Together AI is a research-driven artificial intelligence company on a mission to lower the cost of modern AI systems. They are seeking a Staff Data Warehouse Engineer to design and operate a medallion data warehouse, ensuring high data quality and governance across the organization.
Responsibilities:
- Architect and operate a medallion/curated data warehouse stack (bronze/silver/gold) for product, usage, billing, and operational data
- Build and maintain Airflow orchestrated pipelines and dbt transformation projects (modular, tested, documented)

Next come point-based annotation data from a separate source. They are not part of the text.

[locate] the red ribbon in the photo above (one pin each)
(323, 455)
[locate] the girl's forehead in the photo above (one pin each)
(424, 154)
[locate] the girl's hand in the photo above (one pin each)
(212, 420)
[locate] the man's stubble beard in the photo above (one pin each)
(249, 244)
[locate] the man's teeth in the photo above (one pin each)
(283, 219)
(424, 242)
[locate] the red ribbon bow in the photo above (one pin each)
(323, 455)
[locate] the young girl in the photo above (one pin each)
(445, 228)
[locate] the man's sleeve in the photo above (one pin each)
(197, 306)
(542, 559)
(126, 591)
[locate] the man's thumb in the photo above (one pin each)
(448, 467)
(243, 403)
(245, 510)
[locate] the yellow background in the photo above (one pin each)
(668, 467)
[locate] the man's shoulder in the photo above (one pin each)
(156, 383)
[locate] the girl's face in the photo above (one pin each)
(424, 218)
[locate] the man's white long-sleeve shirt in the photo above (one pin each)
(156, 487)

- Design analytics-ready models: SCD Type 2, star schemas, and appropriate normalization for upstream canonical layers
- Lead Master Data Management (MDM) patterns (golden records, reference data, deduping, identity resolution)
- Implement and automate data quality checks (freshness, nulls, referential integrity, distribution drift, anomaly detection)
- Establish data governance habits: data stewardship, ownership, SLAs, and clear definitions for 'source of truth.'
- Build and maintain a business semantic layer (consistent metric definitions, dimensions, and reusable logic) used by notebooks/BI
- Partner with stakeholders (Product, Engineering, Finance, GTM, Ops) to translate questions into durable datasets and metrics
- Use SQL, Python, and Spark where scale demands it; optimize for correctness, performance, and cost
- Mentor engineers and contribute to standards (code review, design docs, runbooks), paving the path to tech lead
Requirements:
- Strong warehouse fundamentals and production experience delivering trusted datasets and metrics
- Expert SQL (window functions, dimensional modeling, performance tuning)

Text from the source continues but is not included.